Le spalle nude decorate con macchie che ricordano rose nere, sublime apostrofo sulla schiena liscia, valle di muscoli contratti e bramosi di movimento. Il volto fiero, aggressività tagliente su un’espressione di calma apparente. I fianchi, morbido preludio alle cosce lunghe, bianche vibrazioni di pelle avorio, macchiate dal colore di quel leopardo che ora le pulsava nel sangue selvaggio, indomito.

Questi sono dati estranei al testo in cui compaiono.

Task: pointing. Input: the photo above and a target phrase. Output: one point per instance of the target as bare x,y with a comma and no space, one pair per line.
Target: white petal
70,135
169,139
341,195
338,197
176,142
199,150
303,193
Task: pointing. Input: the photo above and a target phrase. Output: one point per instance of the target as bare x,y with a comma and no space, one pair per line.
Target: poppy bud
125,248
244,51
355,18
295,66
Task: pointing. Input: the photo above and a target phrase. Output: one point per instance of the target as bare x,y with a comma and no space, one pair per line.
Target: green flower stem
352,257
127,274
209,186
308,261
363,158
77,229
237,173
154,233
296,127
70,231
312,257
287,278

La luna era oramai alta nel cielo e lei avvertiva finalmente la libertà, scaldata dal solo bagliore di quel pallido disco. Avvolta nel manto nero della notte sentiva che le ombre la chiamavano dandole carezze di brividi, era figlia del buio. Il sole era solo un ricordo, la notte, la presenza, la madre che l’ammantava d’istinto. Si lasciò cadere a terra quando anche il suo ultimo muscolo cedette, il respiro tagliente come la lama gialla che le lacerava lo sguardo. Ansimava ed il morbido seno bianco si gonfiava velocemente. Il cuore, un ritmo tribale accelerato come danza inebriante. Calore dal quel corpo nato per correre, scattare, afferrare, travolgere ogni emozione. Si chiedeva dove avrebbe mai trovato un luogo migliore della casa di sua madre. Si chiedeva perché l’amasse tanto invece di odiare chi le aveva donato amore e poi tolto picchiandole il volto ed urlando che era figlia di un ricordo doloroso di schiavitù e tortura. Lei, sua madre, così donna, tanto da farla sempre sentire inadeguata. Sua madre, che le insegnava a nascondere la coda sotto ampie gonne o a scolorire le macchie della sua pelle strofinandola con latte caldo. La madre che l’aveva cullata e calmata quando sentiva il bisogno di piangere perché quel cuore selvaggio la faceva soffiare come un gatto impaurito dinnanzi ad una vita adulta che non voleva iniziare. Ora invece fissava il cielo nero, riversa sulla schiena con i capelli sudati arruffati sul suo volto per un istante impaurito, poi stanco. Si sfilò la gonna oramai lacera, la morbida coda le rivelò la sua presenza, sottile, ora più orgogliosa che mai. Lei era una Felar e non le importava cosa la gente pensasse di lei. Sapeva cacciare, riconosceva i luoghi e le persone sentendone solo l’odore. Era figlia di uno spirito ribelle, di un leopardo forse o di un esperimento che la rendeva puro istinto di rabbia e sopraffazione.

“Ciò che non è mio e mi piace me lo prenderò” si disse sfidando la pallida luna che sembrava deriderla. Si lisciò la pelle graffiata delle mani leccandola, così come farebbe un gatto. Fece cadere ai suoi piedi gli abiti sporchi e strappati, morbidamente mosse le gambe come in una danza di sensi che attendono solo di essere soddisfatti. I fianchi sinuosi verso l’acqua gelida di un fiume bagnato dalla luna che stava diventando rossa. Come in un rituale arcano si lasciò avvolgere voluttuosamente dalle acque. I riflessi dorati dell’astro alto in cielo l’avvolsero di eleganza felina e le scaldarono quell’anima sola, randagia, scaltra ladra di passione.